Sept 8, 2013
Although Mainframe Hierarchical Databases are very much alive today, the Relational Databases (RDBMS) (SQL) have dominated the Database market, and they have done a lot of good. The reason the money we deposit doesn’t go to someone else’s account, our airline reservation ensures that we have a seat on the plane, or we are not blamed for something we didn’t do, etc… RDBMS’ data integrity is due to its adherence to ACID (atomicity, consistency, isolation, and durability) principles. RDBMS technology dates back to the 70’s.
So what changed? Web technology started the revolution. Today, many people shop on Amazon. RDBMS was not designed to handle the number of transactions that take place on Amazon every second. The primary constraining factor was RDBMS’ schema.
NoSql Databases offered an alternative by eliminating schemas at the expense of relaxing ACID principles. Some NoSql vendors have made great strides towards resolving the issue; the solution is called eventual consistency. As for NewSql, why not create a new RDBMS minus RDBMS’ shortcomings utilizing modern programming languages and technology. That is how some of the NewSql vendors came to life. Other NewSql companies created augmented solutions for MySql.
Hadoop is a different animal altogether. It’s a file system and not a database. Hadoop’s roots are in internet search engines. Although Hadoop and associates (HBase, Mapreduce, Hive, Pig, Zookeeper) have turned it into a mighty database, Hadoop is an inexpensive, scalable, distributed filesystem with fault tolerance. Hadoop’s specialty at this point in time is in batch processing, hence suitable for Data Analytics.
Now let’s start with our example: My imaginary video game company recently put our most popular game online after ten years of being in business, shipping our games to retailers around the globe. Our customer information is currently stored in a Sql Server Database and we have been happy with it. However, since the players started playing the game online, the database is not able to keep up and the users are experiencing delays. As our user base grows rapidly, we spend money buying more and more Hardware/Software but to no avail. Losing customers is our primary concern. Where do we go from here?
We decide to run our online game application in NoSql and NewSql simultaneously by segmenting our online user base. Our objective is to find the optimal solution. The IT department selects NoSql Couchbase (document oriented like MongoDB) and NewSql VoltDB.

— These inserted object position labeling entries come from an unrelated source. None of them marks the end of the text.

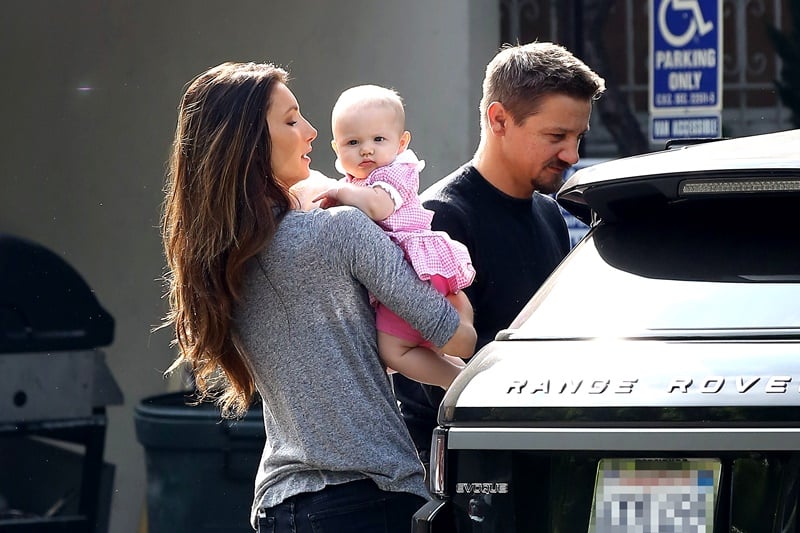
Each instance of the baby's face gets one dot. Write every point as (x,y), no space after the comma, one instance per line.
(366,138)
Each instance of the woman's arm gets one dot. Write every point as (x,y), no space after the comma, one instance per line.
(379,265)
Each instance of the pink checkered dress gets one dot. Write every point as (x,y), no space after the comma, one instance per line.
(429,252)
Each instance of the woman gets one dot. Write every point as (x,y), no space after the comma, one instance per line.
(267,298)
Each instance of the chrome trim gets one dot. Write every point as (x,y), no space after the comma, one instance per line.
(625,439)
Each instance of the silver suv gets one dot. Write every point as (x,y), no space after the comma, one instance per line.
(653,382)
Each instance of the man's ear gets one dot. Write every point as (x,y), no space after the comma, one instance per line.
(497,117)
(405,139)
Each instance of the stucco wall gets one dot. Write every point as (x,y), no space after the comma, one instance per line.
(88,97)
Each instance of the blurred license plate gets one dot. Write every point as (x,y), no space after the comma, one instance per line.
(655,495)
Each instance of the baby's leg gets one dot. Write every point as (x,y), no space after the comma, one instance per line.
(417,362)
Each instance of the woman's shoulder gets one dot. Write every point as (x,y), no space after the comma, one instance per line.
(343,220)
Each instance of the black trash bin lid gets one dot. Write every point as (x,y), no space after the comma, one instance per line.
(45,304)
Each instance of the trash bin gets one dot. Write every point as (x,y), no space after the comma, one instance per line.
(200,468)
(54,389)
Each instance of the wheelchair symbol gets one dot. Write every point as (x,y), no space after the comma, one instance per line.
(696,24)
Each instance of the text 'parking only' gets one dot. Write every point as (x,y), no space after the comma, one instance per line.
(685,68)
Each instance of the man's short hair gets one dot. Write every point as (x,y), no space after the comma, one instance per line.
(519,76)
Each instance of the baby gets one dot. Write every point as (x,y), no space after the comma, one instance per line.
(382,180)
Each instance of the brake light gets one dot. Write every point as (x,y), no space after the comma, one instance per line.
(739,186)
(438,457)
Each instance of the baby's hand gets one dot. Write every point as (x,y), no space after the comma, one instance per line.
(328,198)
(307,191)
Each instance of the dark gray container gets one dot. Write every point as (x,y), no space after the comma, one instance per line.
(200,468)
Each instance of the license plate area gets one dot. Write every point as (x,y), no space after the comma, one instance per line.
(645,495)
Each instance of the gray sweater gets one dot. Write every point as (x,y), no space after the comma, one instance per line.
(309,331)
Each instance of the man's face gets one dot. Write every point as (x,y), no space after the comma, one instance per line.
(538,151)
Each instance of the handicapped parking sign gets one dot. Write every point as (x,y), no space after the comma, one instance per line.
(685,59)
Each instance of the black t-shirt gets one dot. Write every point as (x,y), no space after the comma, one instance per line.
(515,244)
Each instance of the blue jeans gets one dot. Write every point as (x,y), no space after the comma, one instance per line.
(356,506)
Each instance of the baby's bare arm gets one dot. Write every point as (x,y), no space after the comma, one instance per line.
(375,202)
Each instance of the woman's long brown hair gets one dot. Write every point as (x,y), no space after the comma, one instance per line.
(222,207)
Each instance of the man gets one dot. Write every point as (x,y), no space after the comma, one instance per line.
(536,104)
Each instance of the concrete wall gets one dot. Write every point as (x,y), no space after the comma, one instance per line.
(88,97)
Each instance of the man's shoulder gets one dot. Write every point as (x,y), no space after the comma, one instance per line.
(451,189)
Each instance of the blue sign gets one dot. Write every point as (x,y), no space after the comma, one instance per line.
(687,126)
(686,56)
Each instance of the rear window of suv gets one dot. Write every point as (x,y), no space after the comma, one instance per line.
(701,272)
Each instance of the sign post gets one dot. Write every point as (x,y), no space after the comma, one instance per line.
(685,97)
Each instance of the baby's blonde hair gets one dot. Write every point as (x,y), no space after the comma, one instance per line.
(362,96)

Couchbase is open source, has an integrated caching mechanism, and it can automatically spread data across multiple nodes. VoltDB is an ACID compliant RDBMS, fault tolerant, scales horizontally, and possesses a shared-nothing & in-memory architecture. At the end, both systems are able to deliver. I won’t go into the intricacies of each solution because this is an example and comparing these technologies in the real-world will require testing, benchmarking, and in-depth analyses.
Now that the online operations are running smoothly, we want to analyze our data to find out where we should expand our territory. Which are the most suitable countries for marketing our products? In doing so, we need to merge the Sql Server customer Data Warehouse with the data from the online gaming database and run analytical reports. That’s where Hadoop comes in. We configure a Hadoop system and merge the data from the two data sources. Next, we use Hadoop’s Mapreduce in conjunction with the open source R programming language to generate the analytics reports.